Post by DSMok1 » Wed Aug 22, 2018 4:59 pm

Jinxed wrote:
Tue Aug 21, 2018 2:05 pm
Hey I have some questions regarding how BPM is calculated, using John Stockton as an example.

1. Looking at basketball-reference's explanation of BPM, the coefficient value for assist % is negative. Does this mean Stockton gets docked for having a high assist percentage? Or am I reading that wrong? And if so, how did Russell Westbrook basically break the stat these last two years with his high assist percentage?

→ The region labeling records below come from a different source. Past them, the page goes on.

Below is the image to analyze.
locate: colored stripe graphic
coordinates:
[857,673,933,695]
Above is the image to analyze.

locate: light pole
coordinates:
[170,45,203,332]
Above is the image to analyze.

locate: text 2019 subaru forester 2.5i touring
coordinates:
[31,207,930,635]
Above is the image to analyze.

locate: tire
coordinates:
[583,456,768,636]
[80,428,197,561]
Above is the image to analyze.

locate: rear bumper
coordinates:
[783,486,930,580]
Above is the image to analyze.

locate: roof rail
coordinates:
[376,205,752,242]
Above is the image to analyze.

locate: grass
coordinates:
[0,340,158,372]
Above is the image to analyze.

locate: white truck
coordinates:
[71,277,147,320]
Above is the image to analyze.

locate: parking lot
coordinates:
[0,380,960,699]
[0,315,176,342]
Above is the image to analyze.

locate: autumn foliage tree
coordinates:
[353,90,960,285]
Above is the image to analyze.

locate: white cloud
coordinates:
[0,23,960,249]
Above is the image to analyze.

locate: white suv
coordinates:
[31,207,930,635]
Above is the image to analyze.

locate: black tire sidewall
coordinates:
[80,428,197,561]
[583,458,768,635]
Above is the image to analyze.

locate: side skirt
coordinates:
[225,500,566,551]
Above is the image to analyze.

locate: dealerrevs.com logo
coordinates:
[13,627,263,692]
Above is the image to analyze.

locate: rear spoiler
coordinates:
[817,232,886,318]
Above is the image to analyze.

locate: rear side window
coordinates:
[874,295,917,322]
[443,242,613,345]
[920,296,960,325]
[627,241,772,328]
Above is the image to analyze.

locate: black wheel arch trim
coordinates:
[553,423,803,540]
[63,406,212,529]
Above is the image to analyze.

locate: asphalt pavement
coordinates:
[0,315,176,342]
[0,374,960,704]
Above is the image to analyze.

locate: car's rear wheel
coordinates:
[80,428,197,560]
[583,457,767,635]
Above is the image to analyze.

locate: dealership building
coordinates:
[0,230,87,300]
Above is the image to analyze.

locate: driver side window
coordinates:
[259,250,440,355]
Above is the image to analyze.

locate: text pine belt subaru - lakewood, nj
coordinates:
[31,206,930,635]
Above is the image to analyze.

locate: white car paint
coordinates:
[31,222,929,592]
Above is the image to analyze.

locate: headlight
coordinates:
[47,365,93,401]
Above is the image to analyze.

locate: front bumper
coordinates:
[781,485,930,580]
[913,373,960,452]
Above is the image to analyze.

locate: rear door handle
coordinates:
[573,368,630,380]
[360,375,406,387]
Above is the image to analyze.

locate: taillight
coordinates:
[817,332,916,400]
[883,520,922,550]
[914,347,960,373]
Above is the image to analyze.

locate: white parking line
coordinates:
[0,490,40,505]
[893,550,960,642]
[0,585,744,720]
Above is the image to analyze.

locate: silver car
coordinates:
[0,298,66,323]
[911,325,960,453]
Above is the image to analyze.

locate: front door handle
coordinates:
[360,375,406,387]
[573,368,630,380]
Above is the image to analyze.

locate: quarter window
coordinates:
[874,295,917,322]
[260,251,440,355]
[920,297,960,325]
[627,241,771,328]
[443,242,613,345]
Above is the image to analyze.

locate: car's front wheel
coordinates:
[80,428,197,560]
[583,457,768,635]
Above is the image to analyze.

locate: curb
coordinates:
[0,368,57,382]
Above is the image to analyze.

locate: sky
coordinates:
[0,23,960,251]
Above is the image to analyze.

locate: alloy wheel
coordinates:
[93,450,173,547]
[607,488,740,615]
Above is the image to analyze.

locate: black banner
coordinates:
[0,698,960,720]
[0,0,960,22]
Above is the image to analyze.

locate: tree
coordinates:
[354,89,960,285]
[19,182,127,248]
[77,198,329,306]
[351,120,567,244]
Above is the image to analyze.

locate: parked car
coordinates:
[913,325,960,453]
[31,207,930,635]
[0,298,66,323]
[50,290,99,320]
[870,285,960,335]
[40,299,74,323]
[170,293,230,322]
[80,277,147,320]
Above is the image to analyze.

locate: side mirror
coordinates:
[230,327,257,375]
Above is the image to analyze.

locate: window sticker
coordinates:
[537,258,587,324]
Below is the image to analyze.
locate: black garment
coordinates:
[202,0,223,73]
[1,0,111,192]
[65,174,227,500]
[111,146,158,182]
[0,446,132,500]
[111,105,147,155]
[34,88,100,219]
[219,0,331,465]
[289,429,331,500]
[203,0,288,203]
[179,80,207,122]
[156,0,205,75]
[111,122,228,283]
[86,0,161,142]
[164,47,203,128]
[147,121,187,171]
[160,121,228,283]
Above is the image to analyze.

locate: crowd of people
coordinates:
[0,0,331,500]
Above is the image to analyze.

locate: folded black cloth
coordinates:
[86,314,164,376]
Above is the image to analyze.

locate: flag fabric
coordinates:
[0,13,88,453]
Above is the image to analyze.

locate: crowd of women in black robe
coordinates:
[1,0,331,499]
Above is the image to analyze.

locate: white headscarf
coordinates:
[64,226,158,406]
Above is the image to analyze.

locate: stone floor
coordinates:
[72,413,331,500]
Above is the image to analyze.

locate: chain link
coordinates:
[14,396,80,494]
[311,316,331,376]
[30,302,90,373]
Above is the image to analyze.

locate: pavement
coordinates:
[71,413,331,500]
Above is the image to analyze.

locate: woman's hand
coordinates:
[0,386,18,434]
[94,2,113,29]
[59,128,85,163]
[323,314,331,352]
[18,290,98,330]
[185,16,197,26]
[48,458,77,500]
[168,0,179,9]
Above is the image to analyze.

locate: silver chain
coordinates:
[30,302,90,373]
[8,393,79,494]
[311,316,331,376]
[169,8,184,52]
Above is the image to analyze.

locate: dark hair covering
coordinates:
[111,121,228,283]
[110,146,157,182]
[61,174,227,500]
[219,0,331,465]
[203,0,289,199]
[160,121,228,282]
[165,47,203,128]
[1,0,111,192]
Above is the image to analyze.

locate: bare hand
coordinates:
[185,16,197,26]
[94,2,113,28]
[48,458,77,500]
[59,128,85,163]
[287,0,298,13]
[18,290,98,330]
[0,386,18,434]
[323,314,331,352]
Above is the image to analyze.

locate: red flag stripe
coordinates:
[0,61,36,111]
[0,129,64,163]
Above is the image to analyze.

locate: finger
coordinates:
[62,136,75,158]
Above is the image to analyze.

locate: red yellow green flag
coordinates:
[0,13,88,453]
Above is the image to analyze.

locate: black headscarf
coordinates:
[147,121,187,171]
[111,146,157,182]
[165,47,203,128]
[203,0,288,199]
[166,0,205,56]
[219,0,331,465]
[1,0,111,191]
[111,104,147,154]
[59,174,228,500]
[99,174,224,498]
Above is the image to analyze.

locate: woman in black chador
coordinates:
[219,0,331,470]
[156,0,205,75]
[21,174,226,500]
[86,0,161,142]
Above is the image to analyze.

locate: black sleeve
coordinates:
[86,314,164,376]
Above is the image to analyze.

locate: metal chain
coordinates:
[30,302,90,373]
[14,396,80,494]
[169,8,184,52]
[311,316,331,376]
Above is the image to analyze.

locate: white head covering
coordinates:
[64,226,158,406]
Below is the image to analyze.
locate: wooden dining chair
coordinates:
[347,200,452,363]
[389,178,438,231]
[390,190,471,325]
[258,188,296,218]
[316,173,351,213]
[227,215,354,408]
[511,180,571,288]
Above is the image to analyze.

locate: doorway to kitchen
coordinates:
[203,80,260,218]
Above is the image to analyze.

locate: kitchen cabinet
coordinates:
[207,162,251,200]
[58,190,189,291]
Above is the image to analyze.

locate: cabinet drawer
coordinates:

2. Why is Stockton's DBPM so poor? We know he was a great defensive player, and his defensive RAPM even as a geriatric, supports this. I understand that DBPM is BPM - Offensive BPM, so for Stockton, is his true offensive value supposed to be lower, and his defensive value higher to equal his actual BPM, or should his total BPM be much higher - keeping his same offensive BPM and adding his true defensive value - in other words..BPM is not capturing his true value.
Hello!

1. Yes, you are reading that correctly. The linear AST% coefficient is negative. However, the h*USG%*(1-TO%)*i*AST% part of the regression is positive, and the interaction term l*sqrt(AST%*TRB%) is also strongly positive.

Coeff. Term BPM Value Variable Format
f AST% -0.305868 100.0
h Scoring 0.711217
USG% 100.0
TO% 0.000
i AST Interaction 0.017022 100.0
l sqrt(AST%*TRB%) 0.72593 100.0*100.0

Notice that last item, the interaction with rebounding. This term has a very large coefficient.

Let's do some math.

Let's assume a TO% of 25%, a TRB% of 4%, and a USG% of 20%. In other words, John Stockton. His TRB% was quite low versus someone like Russell Westbrook, who has a TRB% up around 15%.

If I only allow AST% to vary, here's the curve the raw BPM will describe:

Image

Hmm. Well, that's interesting. And it looks like a problematic quirk with the current BPM formulation.

The current setup doesn't really reward high AST% for players that don't get rebounds! That's not good. That is because the primary positive term is the l*sqrt(AST%*TRB%) interaction with TRB%. The USG*AST interaction term is really quite small in magnitude.

Sounds like something needs to be tweaked in the formula.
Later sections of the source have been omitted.